# Automatically-generated timelines

Posted 8 years ago
7472 Views
|
6 Replies
|
19 Total Likes
|
 Inspired by the recent Wolfram Blog post, I created a program that automatically generates timelines based on mentions of notable events in Wikipedia articles. Try it out below: generateAutoTimeline[text_String] := Block[{yearsentences}, yearsentences = Select[TextSentences[text], StringMatchQ[#, RegularExpression[".*?(?:I|i)n (\\d{4}).*?\\."]] &]; TimelinePlot[ Tooltip[DateObject[{ToExpression@ StringCases[#, RegularExpression["\\d{4}"]][[1]]}], #] & /@ yearsentences]] generateAutoTimeline[WikipediaData["Natural language processing"]] 
6 Replies
Sort By:
Posted 3 months ago
 I just recently used this again, such a useful function! I needed to scan a long historic Wikipedia article and focus on dates only. This did all job for me, worked like a charm. Two minor suggestions: to inherit options of TimelinePlot, something like PlotLayout -> "Vertical" would work; to add to Wolfram Function Repository :-) Thanks, Jesse, this idea already saved me a lot of time.
Posted 3 months ago
 -- you have earned Featured Contributor Badge Your exceptional post has been selected for our editorial column Staff Picks http://wolfr.am/StaffPicks and Your Profile is now distinguished by a Featured Contributor Badge and is displayed on the Featured Contributor Board. Thank you!
Posted 8 years ago
 Very cool idea! And it works for topics you might not expect it to be useful for:
Posted 8 years ago
 This is very neat idea Jesse. Do you mean that Select[TextSentences[nlp], StringMatchQ[#, RegularExpression[".*?(?:I|i)n (\\d{4}).*?\\."]] &] is more robust in finding sentences with year dates then given in blog method TextCases[nlp, Containing["Sentence", "Number"]] I am not that familiar with regex.

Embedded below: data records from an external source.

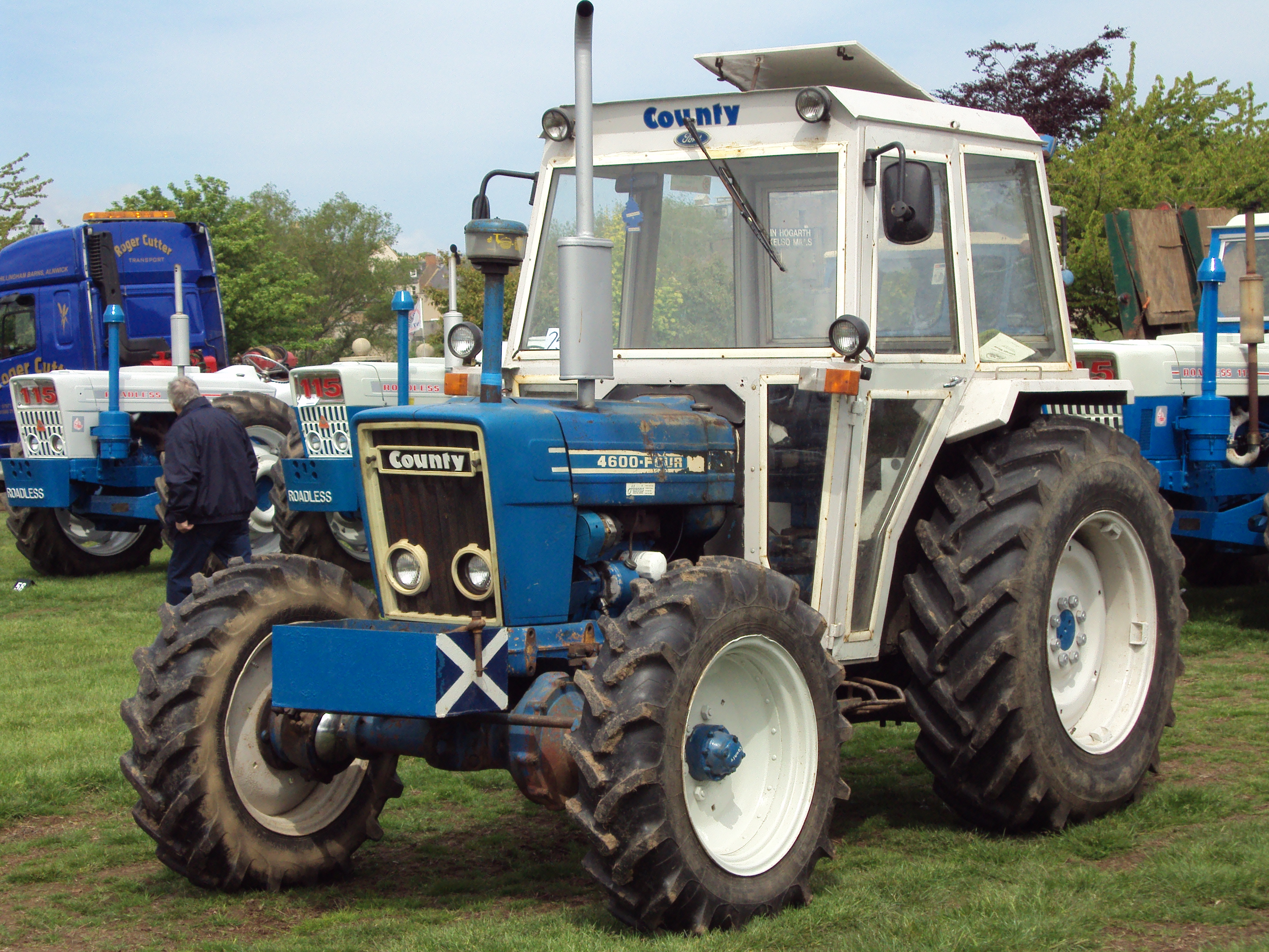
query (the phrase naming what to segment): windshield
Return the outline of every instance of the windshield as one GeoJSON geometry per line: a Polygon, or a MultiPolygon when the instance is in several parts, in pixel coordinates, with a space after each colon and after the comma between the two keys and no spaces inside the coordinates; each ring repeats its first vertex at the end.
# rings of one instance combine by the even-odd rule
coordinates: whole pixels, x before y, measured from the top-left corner
{"type": "MultiPolygon", "coordinates": [[[[613,242],[613,347],[826,343],[838,301],[838,156],[728,160],[780,256],[759,246],[709,164],[595,168],[595,234],[613,242]],[[739,277],[737,277],[739,275],[739,277]]],[[[551,182],[522,345],[557,349],[556,242],[576,234],[572,169],[551,182]]]]}

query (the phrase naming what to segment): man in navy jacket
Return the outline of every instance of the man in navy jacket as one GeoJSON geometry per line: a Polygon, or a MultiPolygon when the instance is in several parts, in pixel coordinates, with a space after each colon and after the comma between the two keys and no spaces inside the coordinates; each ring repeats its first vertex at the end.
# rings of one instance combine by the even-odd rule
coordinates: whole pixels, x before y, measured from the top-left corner
{"type": "Polygon", "coordinates": [[[168,482],[168,604],[189,594],[207,556],[251,561],[247,517],[255,509],[255,451],[232,414],[211,405],[189,377],[168,385],[176,421],[164,440],[168,482]]]}

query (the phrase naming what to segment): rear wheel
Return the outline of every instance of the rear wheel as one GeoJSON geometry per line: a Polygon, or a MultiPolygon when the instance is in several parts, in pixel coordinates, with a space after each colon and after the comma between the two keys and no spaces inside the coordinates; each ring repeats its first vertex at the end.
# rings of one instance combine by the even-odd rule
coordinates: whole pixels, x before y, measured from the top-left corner
{"type": "Polygon", "coordinates": [[[30,566],[43,575],[102,575],[150,565],[162,545],[157,524],[133,532],[99,529],[69,509],[18,508],[6,519],[30,566]]]}
{"type": "MultiPolygon", "coordinates": [[[[283,458],[305,454],[298,429],[287,435],[283,458]]],[[[279,462],[273,467],[273,527],[283,552],[324,559],[346,569],[354,579],[371,578],[371,551],[365,542],[365,524],[360,513],[311,513],[292,509],[287,501],[287,480],[279,462]]]]}
{"type": "Polygon", "coordinates": [[[849,725],[824,619],[789,579],[722,556],[676,562],[602,619],[575,675],[586,698],[566,744],[566,809],[609,909],[642,929],[739,927],[811,899],[849,725]]]}
{"type": "Polygon", "coordinates": [[[348,868],[382,835],[379,811],[401,792],[396,757],[322,783],[274,767],[258,730],[274,625],[374,614],[348,572],[284,555],[197,575],[192,599],[160,609],[161,633],[133,655],[141,680],[121,708],[132,749],[119,762],[159,859],[198,886],[277,889],[348,868]]]}
{"type": "MultiPolygon", "coordinates": [[[[291,407],[277,397],[266,393],[226,393],[212,400],[212,406],[227,410],[246,429],[255,449],[255,496],[256,506],[247,517],[251,536],[251,557],[282,551],[282,541],[273,526],[273,501],[269,493],[273,489],[273,471],[280,468],[279,461],[286,452],[287,437],[294,426],[291,407]]],[[[164,542],[171,547],[168,536],[168,484],[162,476],[155,480],[159,491],[159,505],[155,512],[162,527],[164,542]]],[[[223,569],[221,560],[208,556],[203,572],[211,575],[223,569]]]]}
{"type": "Polygon", "coordinates": [[[1132,440],[1061,416],[938,479],[900,645],[916,751],[967,820],[1061,828],[1157,767],[1185,621],[1157,480],[1132,440]]]}

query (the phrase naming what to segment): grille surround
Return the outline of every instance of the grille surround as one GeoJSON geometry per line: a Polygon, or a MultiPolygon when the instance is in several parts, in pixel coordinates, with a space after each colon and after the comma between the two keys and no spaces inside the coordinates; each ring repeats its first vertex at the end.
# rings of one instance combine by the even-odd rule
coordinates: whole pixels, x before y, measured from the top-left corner
{"type": "Polygon", "coordinates": [[[61,410],[18,410],[18,439],[22,443],[23,456],[32,459],[62,459],[66,456],[66,434],[62,432],[61,410]],[[39,429],[39,424],[44,429],[39,429]],[[28,435],[34,435],[38,448],[32,449],[27,442],[28,435]],[[57,437],[62,440],[62,451],[53,449],[52,440],[57,437]]]}
{"type": "Polygon", "coordinates": [[[316,404],[312,406],[298,406],[299,435],[305,440],[305,453],[315,459],[346,459],[353,454],[352,433],[348,429],[348,407],[343,404],[316,404]],[[329,426],[322,433],[320,421],[325,419],[329,426]],[[321,437],[317,440],[310,439],[310,429],[317,430],[321,437]],[[343,433],[348,438],[348,449],[339,452],[335,448],[335,434],[343,433]]]}
{"type": "Polygon", "coordinates": [[[367,423],[358,428],[358,446],[365,523],[385,617],[464,625],[471,621],[471,611],[478,609],[489,625],[501,625],[497,539],[481,429],[431,421],[367,423]],[[471,451],[476,472],[461,476],[381,470],[378,447],[401,446],[471,451]],[[431,565],[431,583],[418,595],[402,595],[388,581],[388,550],[402,541],[423,547],[431,565]],[[492,585],[483,602],[464,598],[449,570],[456,553],[473,543],[490,553],[492,585]]]}

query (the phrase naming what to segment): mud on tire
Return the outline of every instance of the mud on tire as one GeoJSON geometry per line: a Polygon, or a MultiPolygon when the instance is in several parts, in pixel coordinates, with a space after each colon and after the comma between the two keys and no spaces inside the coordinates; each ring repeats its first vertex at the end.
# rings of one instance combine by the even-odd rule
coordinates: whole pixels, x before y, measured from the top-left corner
{"type": "MultiPolygon", "coordinates": [[[[971,823],[1005,830],[1060,829],[1128,802],[1157,769],[1187,618],[1181,556],[1157,472],[1132,440],[1070,416],[950,447],[940,466],[933,512],[916,523],[924,557],[904,580],[912,626],[900,636],[914,674],[907,701],[921,729],[916,751],[935,790],[971,823]],[[1055,699],[1052,599],[1072,533],[1113,528],[1096,522],[1100,513],[1114,513],[1123,536],[1131,527],[1140,537],[1156,631],[1147,635],[1152,663],[1141,661],[1134,675],[1148,678],[1136,694],[1136,720],[1124,722],[1113,748],[1090,753],[1091,743],[1081,745],[1075,727],[1063,726],[1055,699]]],[[[1134,644],[1123,627],[1123,645],[1134,644]]],[[[1112,635],[1108,625],[1105,644],[1112,635]]],[[[1109,689],[1115,673],[1107,673],[1101,683],[1090,673],[1093,691],[1109,689]]]]}
{"type": "Polygon", "coordinates": [[[373,616],[373,598],[348,572],[293,555],[195,575],[189,598],[160,609],[162,631],[133,655],[140,685],[121,707],[132,749],[119,760],[140,795],[132,815],[160,861],[198,886],[278,889],[349,868],[353,852],[382,835],[379,811],[401,793],[396,757],[355,762],[321,784],[244,748],[258,743],[254,710],[240,717],[246,730],[228,727],[244,702],[266,703],[266,693],[235,702],[235,691],[272,683],[272,664],[256,668],[274,625],[373,616]],[[249,765],[235,773],[235,763],[249,765]],[[253,769],[272,772],[275,786],[253,769]],[[268,803],[286,797],[269,815],[268,803]]]}
{"type": "MultiPolygon", "coordinates": [[[[294,428],[287,434],[287,448],[283,458],[298,459],[303,454],[303,437],[299,429],[294,428]]],[[[280,466],[273,467],[273,489],[269,490],[269,501],[273,503],[273,528],[278,533],[283,552],[294,552],[334,562],[359,581],[371,578],[369,560],[358,559],[339,543],[331,532],[326,513],[301,512],[291,508],[287,500],[287,479],[280,466]]]]}
{"type": "Polygon", "coordinates": [[[834,800],[849,793],[839,749],[850,726],[838,713],[834,692],[843,674],[821,647],[824,619],[798,599],[789,579],[723,556],[706,556],[697,566],[674,562],[659,581],[636,581],[634,593],[621,618],[600,619],[605,641],[598,661],[575,675],[586,707],[580,730],[566,740],[580,774],[566,809],[591,842],[585,868],[608,891],[612,913],[646,930],[739,927],[807,902],[815,863],[832,856],[834,800]],[[796,663],[813,710],[816,754],[801,828],[787,828],[787,848],[770,868],[733,875],[694,833],[684,740],[698,720],[689,707],[702,675],[749,635],[779,645],[796,663]]]}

Could you explain briefly how to read RegularExpression[".*?(?:I|i)n (\\d{4}).*?\\."] 
Posted 8 years ago
 I started out with TextCases, but (at least for me) it runs really slowly on even a relatively small text, like the Wikipedia article. I think this is because it has to connect to the cloud to use semantic interpretations of numbers like "two thousand and four." For me, regex is much, much faster and more adaptable.Here's a breakdown of the regex: .*? means "match as many characters as you can, but not any more than necessary." It should work with just ".*"; the lazy quantifier is a holdover from when I was fine-tuning the regex. (?:I|i) means "match either capital I or lowercase i." The "?:" is just a formality, preventing the creation of a capture group. character n character [space] (\\d{4}) means "match four digits." The actual code for a digit is "\d", but it has to be escaped in a Wolfram Language string. *.?** again \\. means "match the character [period]." The period has to be escaped as it's a regex character, as does the slash, since otherwise the Wolfram Language will think I want to insert a special character." I could probably get away with just ".*(I|i)n \d{4}.*" for the regex, but I needed the other parts for previous iterations of the code and never bothered to take them out.A Wolfram Language pattern translation of the above is "I" | "i" ~~ "n" ~~ Repeated[DigitCharacter, {4}].
Posted 8 years ago
 Thanks, Jesse, very instructive !